Eine Stunde später war ich wieder auf dem Camino Real del Diablo, Richtung Westen. Und ein wachsendes Gefühl des Unbehagens hatte sich eingestellt und begleitete mich. Zum ersten Mal seit vier Monaten und sechs Tagen war es ein anderer Mensch als Emma, ​​der meine Gedanken beherrschte; es war Jennifer Todd.

Wie ein Echo in meinem Kopf hörte ich einige der Worte, die sie zu mir gesagt hatte: Wenn ich eine Waffe hätte, Mr. Boone, würde ich genau das tun, glaube ich — ich würde ihn ohne Bedauern erschießen. Aber wir haben nur ein Gewehr und eine Pistole, und Mace trägt sie tagsüber bei sich.

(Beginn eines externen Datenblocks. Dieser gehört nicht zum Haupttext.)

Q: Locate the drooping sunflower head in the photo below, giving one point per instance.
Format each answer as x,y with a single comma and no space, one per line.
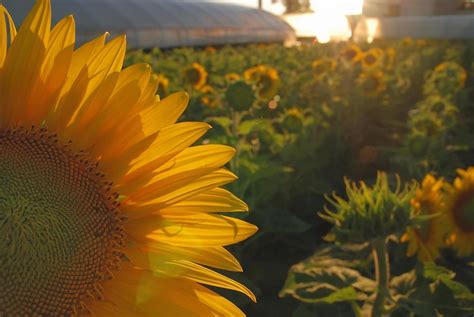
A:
370,212
351,53
372,57
460,211
266,79
322,67
105,208
372,83
428,236
162,84
195,75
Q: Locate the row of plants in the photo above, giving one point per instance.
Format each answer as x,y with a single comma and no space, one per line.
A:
306,119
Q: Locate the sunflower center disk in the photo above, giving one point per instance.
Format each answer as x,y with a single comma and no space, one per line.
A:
58,226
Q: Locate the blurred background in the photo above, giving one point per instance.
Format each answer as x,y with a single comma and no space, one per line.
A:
310,92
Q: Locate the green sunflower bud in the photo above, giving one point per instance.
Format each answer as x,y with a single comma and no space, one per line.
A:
370,213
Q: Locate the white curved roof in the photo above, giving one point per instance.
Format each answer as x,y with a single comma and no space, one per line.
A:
165,23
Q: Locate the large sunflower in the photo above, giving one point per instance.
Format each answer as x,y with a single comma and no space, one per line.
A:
426,238
105,208
460,210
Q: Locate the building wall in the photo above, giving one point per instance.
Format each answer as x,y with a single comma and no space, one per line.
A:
381,8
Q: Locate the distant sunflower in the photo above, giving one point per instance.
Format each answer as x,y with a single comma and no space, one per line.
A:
372,57
351,53
322,67
453,72
266,79
232,77
209,97
460,211
372,83
105,209
425,239
390,57
163,84
195,75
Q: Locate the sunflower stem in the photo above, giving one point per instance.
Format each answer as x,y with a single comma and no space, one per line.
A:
382,273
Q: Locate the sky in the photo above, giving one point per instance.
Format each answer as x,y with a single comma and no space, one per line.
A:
332,6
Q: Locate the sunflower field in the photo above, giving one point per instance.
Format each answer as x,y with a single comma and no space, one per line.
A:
357,165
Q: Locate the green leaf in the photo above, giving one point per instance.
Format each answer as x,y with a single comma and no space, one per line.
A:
324,278
224,122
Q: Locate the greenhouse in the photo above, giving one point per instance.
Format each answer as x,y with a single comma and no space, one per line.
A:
167,23
330,178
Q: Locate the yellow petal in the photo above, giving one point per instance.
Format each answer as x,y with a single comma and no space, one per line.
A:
22,66
82,57
169,143
200,274
54,70
59,119
152,255
165,193
199,230
214,200
5,33
165,113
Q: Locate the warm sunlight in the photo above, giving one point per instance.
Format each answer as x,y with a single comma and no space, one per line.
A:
328,22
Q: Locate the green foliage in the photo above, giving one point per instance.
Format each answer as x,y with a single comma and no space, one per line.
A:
370,213
299,133
240,96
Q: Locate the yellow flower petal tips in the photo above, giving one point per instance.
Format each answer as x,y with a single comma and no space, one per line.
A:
105,207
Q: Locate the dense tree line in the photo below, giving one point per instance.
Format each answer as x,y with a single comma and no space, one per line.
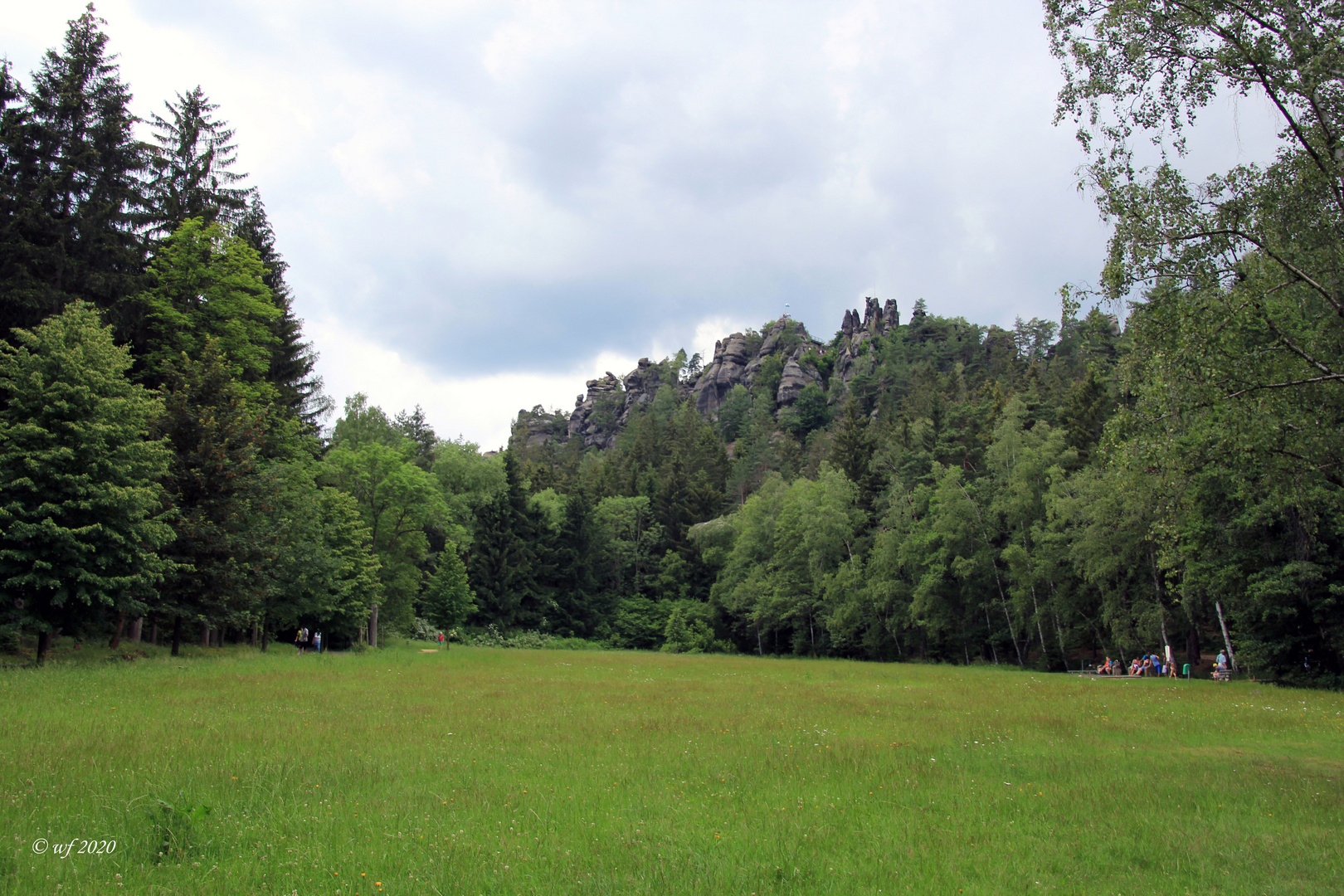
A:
162,462
960,494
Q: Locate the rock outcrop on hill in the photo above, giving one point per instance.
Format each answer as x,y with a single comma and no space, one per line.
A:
856,334
732,366
739,359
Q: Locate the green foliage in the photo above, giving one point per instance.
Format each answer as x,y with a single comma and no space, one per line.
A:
191,173
320,564
448,597
398,503
206,286
71,197
81,523
216,486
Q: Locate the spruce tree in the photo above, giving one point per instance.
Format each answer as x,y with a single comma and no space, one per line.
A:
504,557
292,360
192,167
77,190
214,484
80,505
448,597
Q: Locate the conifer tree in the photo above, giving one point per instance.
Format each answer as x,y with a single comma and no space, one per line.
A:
75,192
448,597
192,165
504,555
214,484
80,507
292,359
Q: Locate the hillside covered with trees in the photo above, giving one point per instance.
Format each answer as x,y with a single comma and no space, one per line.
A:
906,488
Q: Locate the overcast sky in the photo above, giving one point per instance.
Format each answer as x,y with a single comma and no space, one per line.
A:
485,204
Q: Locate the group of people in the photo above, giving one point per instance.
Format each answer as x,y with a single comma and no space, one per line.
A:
1155,665
1144,665
307,641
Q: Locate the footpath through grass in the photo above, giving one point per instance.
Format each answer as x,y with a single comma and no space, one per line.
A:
537,772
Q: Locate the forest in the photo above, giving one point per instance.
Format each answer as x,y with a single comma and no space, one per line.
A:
1159,468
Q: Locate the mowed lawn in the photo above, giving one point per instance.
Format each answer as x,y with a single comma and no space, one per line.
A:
539,772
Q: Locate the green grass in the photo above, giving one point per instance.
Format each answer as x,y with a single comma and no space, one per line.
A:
555,772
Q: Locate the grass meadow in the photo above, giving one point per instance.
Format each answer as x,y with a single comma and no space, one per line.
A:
548,772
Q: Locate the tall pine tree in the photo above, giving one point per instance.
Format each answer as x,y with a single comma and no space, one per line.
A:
73,183
192,165
80,507
292,360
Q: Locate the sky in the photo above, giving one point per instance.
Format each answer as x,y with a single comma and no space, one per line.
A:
485,204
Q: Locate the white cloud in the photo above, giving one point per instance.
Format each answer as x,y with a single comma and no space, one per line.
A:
476,195
479,409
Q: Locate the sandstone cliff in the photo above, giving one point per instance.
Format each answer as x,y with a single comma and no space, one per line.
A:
741,359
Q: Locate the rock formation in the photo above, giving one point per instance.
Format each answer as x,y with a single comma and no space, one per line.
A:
732,366
858,334
601,414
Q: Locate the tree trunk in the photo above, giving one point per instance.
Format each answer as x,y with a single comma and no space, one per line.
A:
990,631
121,626
1222,622
1040,631
1059,633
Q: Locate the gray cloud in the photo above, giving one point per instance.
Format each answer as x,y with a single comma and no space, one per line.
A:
519,187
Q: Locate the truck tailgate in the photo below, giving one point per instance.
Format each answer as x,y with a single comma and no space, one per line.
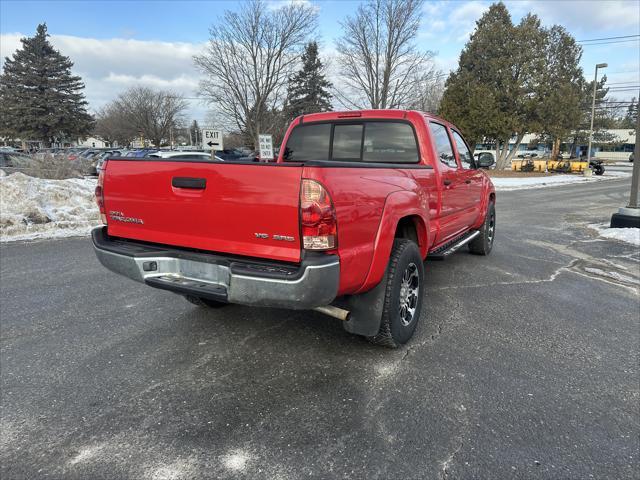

Ich lauschte dem Echo dieser Worte und dachte darüber nach, wie sie mich in der Kate beobachtet hatte, als ich angeritten kam, wie sie plötzlich die Tür geöffnet hatte und nach draußen gekommen war. Warum war sie überhaupt herausgekommen? So übel zugerichtet, wären die meisten Frauen lieber im Schutz der Kate geblieben, als einem Fremden zu erlauben, sie in diesem Zustand zu sehen. Und warum hatte sie so freimütig über ihren Ehemann gesprochen, darüber, was für eine Art von Mann er war?

Dann hörte ich andere Worte, die sie gesagt hatte — Ich hole etwas Trinkwasser aus dem Brunnen, und ich versorge Ihr Pferd —, und ich zog die Zügel scharf an und schwang mich rasch aus dem Sattel. Meine Finger fummelten an den Riemen auf den Satteltaschen, zogen sie auf und tasteten in ihrem Inneren.

Mein Reserverevolver fehlte.

Und dazu noch drei oder vier Patronen.

Ich stand dort im Mondlicht, an die Flanke des Stahlgrauen gelehnt, und wusste genau, welchen Plan sie gefasst hatte, als sie mich heranreiten sah, und was sie plante, wenn ihr Ehemann aus Maricopa Wells nach Hause kam und wieder versuchte, Hand an sie zu legen. Und doch konnte ich über das, was sie getan hatte, keinen Zorn empfinden. Sie war dazu getrieben worden. Sie hatte jedes Recht, sich zu schützen.

Aber wäre es wirklich Selbstverteidigung? Oder wäre es kaltblütiger Mord?

Als ich wieder im Sattel saß, dachte ich: Ich muss sie aufhalten. Doch dann drängte sich Emma wieder in meine Gedanken. Gegangen — zu jung gestorben. So viele Jahre, die nie gelebt wurden, so viele Dinge, die nie getan wurden; das Kind, das wir uns so sehr gewünscht hatten und nie geboren wurde. Es gab nichts, was ich hätte tun können, um sie zu retten. Aber es gab etwas, was ich für eine andere leidgeprüfte junge Frau auf einer anderen armseligen Ranch tun konnte.

Ich traf meine Entscheidung.

Ich ritt weiter nach Westen.


© für die deutsche Übersetzung: Reinhard Windeler, 2025


Wir danken dem Autor für die freundliche Genehmigung zur Veröffentlichung dieser Übersetzung.


Anmerkung des Übersetzers:
In dem in der Einführung erwähnten Roman „The Gallows Land“ entscheidet sich Roy Boone anders: Er reitet zurück, trifft aber Jennifer Todd nicht mehr an, sondern findet stattdessen einen toten Mann vor. Als er sich an die Fersen der Frau heftet, beginnt eine Odyssee, die ihn selbst in Lebensgefahr bringt.